Hello, I am new to R programming and struggling to solve what appears to be a simple problem in cleaning a dataset. If anyone browsing has the knowledge and could share it with me that would be fantastic for my learning.
Here is my problem:
I am trying to manipulate the column "unit_price" which is a Class :character and the values within the column structured as "0,90 €".
I have created a new column named "item_price_euros" with the Class :double to be able to do calculations with the numbers. I am stuck with converting the values from "0,90 €" into "0.90".
Is this a simple case of somehow transforming the delimiter from a comma to a period and dropping the tailing "{space}€"?

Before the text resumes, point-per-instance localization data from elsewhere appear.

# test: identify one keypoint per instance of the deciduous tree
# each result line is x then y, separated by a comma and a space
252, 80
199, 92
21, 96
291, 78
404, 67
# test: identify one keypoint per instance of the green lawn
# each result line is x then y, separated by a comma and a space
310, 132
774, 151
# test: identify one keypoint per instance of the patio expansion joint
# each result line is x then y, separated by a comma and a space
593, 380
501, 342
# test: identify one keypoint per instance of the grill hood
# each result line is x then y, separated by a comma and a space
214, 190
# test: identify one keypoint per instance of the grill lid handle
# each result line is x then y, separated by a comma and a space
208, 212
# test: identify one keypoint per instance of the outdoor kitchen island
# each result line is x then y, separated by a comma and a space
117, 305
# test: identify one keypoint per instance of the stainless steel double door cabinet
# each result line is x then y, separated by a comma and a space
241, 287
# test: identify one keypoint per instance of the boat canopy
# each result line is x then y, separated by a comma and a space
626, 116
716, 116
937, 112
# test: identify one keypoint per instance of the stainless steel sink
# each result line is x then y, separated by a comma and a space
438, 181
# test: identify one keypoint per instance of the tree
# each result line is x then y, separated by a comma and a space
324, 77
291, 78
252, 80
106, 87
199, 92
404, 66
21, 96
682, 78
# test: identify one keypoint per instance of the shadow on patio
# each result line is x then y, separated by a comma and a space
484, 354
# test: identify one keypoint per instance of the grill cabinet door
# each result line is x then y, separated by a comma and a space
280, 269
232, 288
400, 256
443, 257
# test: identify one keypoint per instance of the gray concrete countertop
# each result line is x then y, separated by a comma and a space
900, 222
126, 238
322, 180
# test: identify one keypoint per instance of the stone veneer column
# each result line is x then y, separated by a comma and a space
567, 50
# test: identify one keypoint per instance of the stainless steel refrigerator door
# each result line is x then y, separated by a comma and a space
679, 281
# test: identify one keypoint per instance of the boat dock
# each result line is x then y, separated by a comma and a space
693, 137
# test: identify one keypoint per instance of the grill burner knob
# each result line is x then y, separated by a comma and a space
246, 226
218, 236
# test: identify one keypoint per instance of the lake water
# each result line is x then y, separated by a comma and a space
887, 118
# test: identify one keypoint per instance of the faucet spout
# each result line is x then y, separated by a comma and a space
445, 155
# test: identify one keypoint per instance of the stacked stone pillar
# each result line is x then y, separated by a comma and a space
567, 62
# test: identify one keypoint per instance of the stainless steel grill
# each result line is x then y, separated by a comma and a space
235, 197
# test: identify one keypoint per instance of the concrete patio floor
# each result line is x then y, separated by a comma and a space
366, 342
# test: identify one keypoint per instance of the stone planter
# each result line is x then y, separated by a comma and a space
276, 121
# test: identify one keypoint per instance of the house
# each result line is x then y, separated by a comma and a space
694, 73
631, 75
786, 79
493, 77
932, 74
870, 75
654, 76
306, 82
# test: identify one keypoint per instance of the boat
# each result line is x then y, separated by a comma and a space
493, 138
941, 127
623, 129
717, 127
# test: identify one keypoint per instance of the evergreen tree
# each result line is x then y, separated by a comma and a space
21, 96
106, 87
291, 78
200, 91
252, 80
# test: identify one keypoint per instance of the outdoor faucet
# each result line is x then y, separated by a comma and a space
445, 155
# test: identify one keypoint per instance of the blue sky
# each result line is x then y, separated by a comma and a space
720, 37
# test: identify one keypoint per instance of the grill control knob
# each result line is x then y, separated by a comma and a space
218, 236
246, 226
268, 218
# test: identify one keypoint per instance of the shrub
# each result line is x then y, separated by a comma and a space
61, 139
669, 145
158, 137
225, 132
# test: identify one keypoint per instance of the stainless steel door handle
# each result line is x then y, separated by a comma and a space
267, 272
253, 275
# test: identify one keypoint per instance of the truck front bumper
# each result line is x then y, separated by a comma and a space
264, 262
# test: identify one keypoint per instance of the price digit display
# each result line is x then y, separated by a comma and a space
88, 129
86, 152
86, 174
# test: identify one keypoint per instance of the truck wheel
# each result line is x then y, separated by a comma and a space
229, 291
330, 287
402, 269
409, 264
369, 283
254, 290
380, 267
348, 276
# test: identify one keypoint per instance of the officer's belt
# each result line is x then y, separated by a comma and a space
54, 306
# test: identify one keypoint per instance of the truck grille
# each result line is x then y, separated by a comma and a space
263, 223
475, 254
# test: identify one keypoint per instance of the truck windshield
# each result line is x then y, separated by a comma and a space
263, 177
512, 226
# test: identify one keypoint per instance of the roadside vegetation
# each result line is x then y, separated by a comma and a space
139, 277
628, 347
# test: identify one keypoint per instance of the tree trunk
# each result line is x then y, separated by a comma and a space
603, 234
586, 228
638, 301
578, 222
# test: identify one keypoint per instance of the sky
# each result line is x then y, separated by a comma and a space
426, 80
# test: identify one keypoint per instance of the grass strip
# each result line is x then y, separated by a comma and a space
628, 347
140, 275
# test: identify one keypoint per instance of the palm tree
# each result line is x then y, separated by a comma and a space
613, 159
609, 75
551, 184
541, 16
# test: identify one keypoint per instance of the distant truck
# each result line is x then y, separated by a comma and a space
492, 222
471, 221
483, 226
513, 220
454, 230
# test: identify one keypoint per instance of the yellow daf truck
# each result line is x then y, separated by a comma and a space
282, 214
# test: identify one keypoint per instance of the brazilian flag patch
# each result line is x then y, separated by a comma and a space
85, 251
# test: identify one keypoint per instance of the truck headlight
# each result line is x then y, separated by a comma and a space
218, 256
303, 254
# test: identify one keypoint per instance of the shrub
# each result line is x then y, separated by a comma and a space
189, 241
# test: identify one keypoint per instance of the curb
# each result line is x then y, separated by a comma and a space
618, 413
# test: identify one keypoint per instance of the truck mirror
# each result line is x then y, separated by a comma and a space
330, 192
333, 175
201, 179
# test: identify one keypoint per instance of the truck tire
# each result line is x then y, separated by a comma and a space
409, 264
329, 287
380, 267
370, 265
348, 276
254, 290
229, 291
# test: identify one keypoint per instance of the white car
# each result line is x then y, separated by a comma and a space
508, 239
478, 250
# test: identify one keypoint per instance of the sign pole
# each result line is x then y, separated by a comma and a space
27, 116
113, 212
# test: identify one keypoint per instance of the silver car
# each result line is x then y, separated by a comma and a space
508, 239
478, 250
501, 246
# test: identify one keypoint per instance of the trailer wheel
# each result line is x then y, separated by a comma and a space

you can use a package like the stringr package which comes with very handy string manipulation functions. Wrap those functions into a user written function and you can reshape your currency columns into a numeric format:
x <- '0,90 €'
library('stringr')
x |>
str_remove('\\s€$') |>
str_replace(',', '\\.') |>
as.numeric()
#> [1] 0.9
### as function for convenience
cur_to_num <- function(x){
x |>
str_remove('\\s€$') |>
str_replace(',', '\\.') |>
as.numeric()
}
Data <- data.frame(
cur_col = paste(format(sample(seq.default(0,100,0.01), 1000), decimal.mark = ',', big.mark = '.'), "€")
)
Data$num_col <- cur_to_num(Data$cur_col)
str(Data)
#> 'data.frame': 1000 obs. of 2 variables:
#> $ cur_col: chr "83,44 €" "23,96 €" "14,00 €" "84,71 €" ...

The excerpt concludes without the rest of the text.